# How long before a bad debt is written off?



## schmallfella (6 Nov 2008)

Hi all,
This is my first time here. I have a question on behalf of my other half, he had a credit card when he was younger which went out of control and he couldn't make the payments after a while. He then lost his job and was out of work for nearly a year so couldn't afford to pay it back. He had a debt collection agency after him for a 6 month period in 2004 but seeing as he wasn't earning he couldn't sort it out and ended up breaking contact with them. He recently started getting letters and phone calls again from the same crowd about the same debt. I would have thought after all this time it would have been written off as a bad debt? Is this the case, or if not when does that happen. I used to work for one of the main banks when I started working and the period was 5 years. I'm not defending him in any way and he should pay it all back. I'm not asking a moral question here about what he should do etc... I'm merely interested in the period of time that a bad debt gets written off in. Does anyone know?


----------



## c00lcarl (6 Nov 2008)

5 years sounds about right but I dont think there is any specified time limit, it will depend on the type of loan you are trying to get - secured or unsecured, there are a few different credit rating agencies, the rules would be different for each lending organisation hence the sub prime fiasco we have seen recently where banks were lending to people with poor credit histories.
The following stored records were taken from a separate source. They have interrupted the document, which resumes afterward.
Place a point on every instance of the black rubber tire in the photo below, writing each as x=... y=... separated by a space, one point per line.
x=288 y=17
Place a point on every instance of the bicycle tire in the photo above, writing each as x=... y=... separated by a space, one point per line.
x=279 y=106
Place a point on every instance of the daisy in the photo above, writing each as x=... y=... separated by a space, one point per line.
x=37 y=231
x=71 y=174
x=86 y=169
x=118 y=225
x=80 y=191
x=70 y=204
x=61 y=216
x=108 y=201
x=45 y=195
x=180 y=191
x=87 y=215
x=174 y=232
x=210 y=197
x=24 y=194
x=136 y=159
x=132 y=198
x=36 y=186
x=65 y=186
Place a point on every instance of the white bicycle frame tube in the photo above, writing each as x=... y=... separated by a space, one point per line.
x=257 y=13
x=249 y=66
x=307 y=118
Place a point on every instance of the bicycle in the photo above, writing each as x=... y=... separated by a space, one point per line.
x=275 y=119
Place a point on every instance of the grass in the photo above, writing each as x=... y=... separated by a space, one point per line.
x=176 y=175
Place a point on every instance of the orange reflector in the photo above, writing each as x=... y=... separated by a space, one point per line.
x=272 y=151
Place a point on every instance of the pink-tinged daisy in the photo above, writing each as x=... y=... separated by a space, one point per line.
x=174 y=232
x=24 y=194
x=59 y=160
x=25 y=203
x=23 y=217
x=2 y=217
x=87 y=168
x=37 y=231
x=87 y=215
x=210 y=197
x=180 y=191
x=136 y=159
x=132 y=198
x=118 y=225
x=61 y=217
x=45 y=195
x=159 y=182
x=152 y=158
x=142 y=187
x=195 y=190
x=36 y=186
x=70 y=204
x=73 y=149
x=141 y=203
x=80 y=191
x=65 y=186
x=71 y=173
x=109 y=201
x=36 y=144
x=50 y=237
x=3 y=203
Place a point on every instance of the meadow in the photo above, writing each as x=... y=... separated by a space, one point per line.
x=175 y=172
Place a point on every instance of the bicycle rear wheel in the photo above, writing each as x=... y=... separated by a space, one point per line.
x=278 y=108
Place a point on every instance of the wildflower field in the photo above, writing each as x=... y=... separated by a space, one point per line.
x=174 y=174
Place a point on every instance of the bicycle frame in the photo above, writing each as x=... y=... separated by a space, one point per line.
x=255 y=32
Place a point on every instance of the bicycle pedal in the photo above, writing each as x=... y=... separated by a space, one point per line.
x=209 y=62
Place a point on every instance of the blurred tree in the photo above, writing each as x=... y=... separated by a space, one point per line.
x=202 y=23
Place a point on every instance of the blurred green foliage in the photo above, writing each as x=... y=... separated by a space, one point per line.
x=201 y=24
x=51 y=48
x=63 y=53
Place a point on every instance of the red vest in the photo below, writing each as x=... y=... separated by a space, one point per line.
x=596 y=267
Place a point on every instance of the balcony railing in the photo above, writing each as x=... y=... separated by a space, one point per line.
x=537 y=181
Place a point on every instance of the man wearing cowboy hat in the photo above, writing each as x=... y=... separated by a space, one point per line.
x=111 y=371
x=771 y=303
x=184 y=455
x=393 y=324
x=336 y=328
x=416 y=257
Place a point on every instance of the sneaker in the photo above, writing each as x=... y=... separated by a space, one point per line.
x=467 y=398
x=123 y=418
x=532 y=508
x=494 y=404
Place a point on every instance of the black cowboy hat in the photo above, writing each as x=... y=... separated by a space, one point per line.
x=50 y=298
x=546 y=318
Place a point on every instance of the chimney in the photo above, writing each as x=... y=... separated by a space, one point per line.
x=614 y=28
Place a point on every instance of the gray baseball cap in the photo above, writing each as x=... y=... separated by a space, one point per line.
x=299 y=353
I think the best way for your friend to build up his credit rating again is to take out some small short term loans and make sure he pays them back on time

To find out your credit rating and to see if the records held are correct you can apply to the credit agency under section 4 of the data protection act


----------



## schmallfella (6 Nov 2008)

We were talking about getting a mortgage which is how this came up but going on the current climate that in itself seems like it's out of the question. Thanks for the reply, I'll go on to that web site and see what the story is.


----------



## mvron (6 Nov 2008)

Is it not the case that if the credit card company secured a judgment against him the debt would have to be paid in full before mortgage providers would agree to provide the loan?


----------



## demoivre (7 Nov 2008)

fin_Advisor1 said:


> Hi, yes usually bad debt stays on your ICB credit rating for between 3-7 years depending on the seriousness of the breach of contract. However, not all financial institutions in the country are listed on the ICB. For example, alot of credit unions (i have a list) are not listed so if you had bad debt or ICB check. in the case of student credit cards its usually 5 years.



[broken link removed] or is there another one that's not available for all to see?


----------